La trame de Une aventure est romanesque à souhait et Xavier Giannoli s’en empare avec la même force qu’il décrivait la descente aux enfers d’une jeune cancéreuse dans le très beau Les Corps impatients. Image granuleuse, caméra nerveuse et agitée, le metteur en scène joue sur les silences pesants dans lesquels se construit toute l’histoire d’un homme et d’une femme attirés par le vide. Giannoli confirme surtout son talent de directeur d’acteurs : jamais jusqu’ici le physique à la fois viril et doux de Nicolas Duvauchelle n’avait été utilisé à si bon escient, ni sa diction un peu confuse.
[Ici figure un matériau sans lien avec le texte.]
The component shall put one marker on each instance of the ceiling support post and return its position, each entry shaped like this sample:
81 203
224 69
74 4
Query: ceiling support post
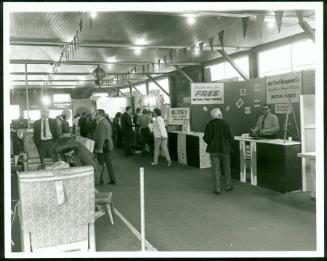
233 64
152 79
183 73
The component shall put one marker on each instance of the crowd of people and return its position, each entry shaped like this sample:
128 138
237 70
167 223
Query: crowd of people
130 132
133 132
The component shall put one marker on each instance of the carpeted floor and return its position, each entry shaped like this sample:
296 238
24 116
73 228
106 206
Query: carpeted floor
183 214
Ludivine Sagnier, elle, révèle une maturité qui lui faisait un peu défaut jusqu’à présent, tirant parti au maximum de son image de lolita pour en faire une femme-enfant vénéneuse presque malgré elle.
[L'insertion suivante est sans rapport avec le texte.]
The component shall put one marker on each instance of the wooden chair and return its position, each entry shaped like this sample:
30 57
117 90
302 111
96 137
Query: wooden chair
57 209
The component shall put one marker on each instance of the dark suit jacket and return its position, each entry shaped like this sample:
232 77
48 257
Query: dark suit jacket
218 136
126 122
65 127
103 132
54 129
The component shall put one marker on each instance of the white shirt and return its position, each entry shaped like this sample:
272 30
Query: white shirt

Une des réussites du film, c’est de dépasser le cadre du polar classique pour glisser vers une intéressante méditation sur le pouvoir hypnotique des images : après avoir dérobé chez Gabrielle une vidéo de vacances, Julien la visionne en boucle et devient progressivement obsédé par la jeune femme. Plus tard dans le film, Gabrielle tentera de soigner ses crises d’insomnie dans un hôpital où elle sera filmée pendant son sommeil. Être spectateur ou acteur, manipulé ou manipulateur ? En insérant dans son polar une thématique aussi contemporaine, Xavier Giannoli donne à ses personnages une épaisseur qui leur permet de sortir des stéréotypes habituels.
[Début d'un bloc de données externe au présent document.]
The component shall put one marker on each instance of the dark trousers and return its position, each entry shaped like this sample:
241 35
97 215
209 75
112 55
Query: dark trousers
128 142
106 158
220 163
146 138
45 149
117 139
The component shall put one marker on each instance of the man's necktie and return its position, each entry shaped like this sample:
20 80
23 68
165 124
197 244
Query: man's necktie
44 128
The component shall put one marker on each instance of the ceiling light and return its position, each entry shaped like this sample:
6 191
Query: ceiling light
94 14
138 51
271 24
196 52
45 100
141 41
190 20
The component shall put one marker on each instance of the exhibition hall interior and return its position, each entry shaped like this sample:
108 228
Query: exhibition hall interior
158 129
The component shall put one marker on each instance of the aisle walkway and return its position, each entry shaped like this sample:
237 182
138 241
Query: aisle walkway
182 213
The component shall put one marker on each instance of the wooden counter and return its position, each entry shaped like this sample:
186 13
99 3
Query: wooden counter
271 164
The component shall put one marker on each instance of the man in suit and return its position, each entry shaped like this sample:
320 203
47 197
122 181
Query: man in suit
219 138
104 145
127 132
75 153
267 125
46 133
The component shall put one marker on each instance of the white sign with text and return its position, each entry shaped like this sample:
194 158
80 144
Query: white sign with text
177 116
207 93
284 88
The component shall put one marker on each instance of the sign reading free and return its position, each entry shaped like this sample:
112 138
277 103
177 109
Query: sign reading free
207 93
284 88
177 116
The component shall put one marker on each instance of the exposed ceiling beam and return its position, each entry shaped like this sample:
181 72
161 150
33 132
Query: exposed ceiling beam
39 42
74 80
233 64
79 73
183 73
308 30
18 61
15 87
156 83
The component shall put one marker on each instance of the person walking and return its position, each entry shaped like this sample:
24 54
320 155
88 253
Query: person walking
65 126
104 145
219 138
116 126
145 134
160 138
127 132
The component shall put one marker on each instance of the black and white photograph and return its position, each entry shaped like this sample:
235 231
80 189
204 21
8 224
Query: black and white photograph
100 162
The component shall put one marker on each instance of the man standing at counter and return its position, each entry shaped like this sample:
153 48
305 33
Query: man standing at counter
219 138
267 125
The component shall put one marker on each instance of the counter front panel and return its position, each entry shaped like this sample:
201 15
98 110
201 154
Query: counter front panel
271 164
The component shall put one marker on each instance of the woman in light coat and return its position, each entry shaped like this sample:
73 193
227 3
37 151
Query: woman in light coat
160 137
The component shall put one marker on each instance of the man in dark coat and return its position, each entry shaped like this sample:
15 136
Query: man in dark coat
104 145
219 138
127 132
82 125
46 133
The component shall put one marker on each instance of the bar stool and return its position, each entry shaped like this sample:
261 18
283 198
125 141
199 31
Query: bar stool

Dommage, alors, qu’Une aventure délaisse ses ambitions en cours de route pour patauger dans les méandres d’un scénario paresseux, pourtant co-signé Jacques Fieschi, qu’on a connu plus inspiré chez Pialat (Police) ou Sautet (Quelques jours avec moi, Nelly et Monsieur Arnaud). On ne compte plus les scènes interminables dans lesquelles les deux personnages jouent au chat et à la souris. Le film semble tellement bégayer qu’il en perd tout enjeu dramatique. Quand finalement la tension revient, il est trop tard. En outre, les personnages secondaires sont bâclés : si Bruno Todeschini apporte beaucoup de finesse à un rôle qui n’en avait sans doute pas autant sur le papier, la pauvre Florence Loiret-Caille doit composer avec du vent pour le personnage ingrat de la petite amie trompée. Mais la plus grosse erreur du film, c’est de commencer par la fin et de se dérouler en flash-back : en utilisant le procédé vieux comme le monde de la fausse piste, Xavier Giannoli s’engage dans une voie de garage. Quand enfin arrive le dénouement, tout le film retombe comme un soufflé. Reste alors la terrible frustration d’avoir perdu 1h40 pour pas grand-chose et l’envie curieuse de retrouver les deux héros du film autre part, autrement, pour leur donner une seconde chance.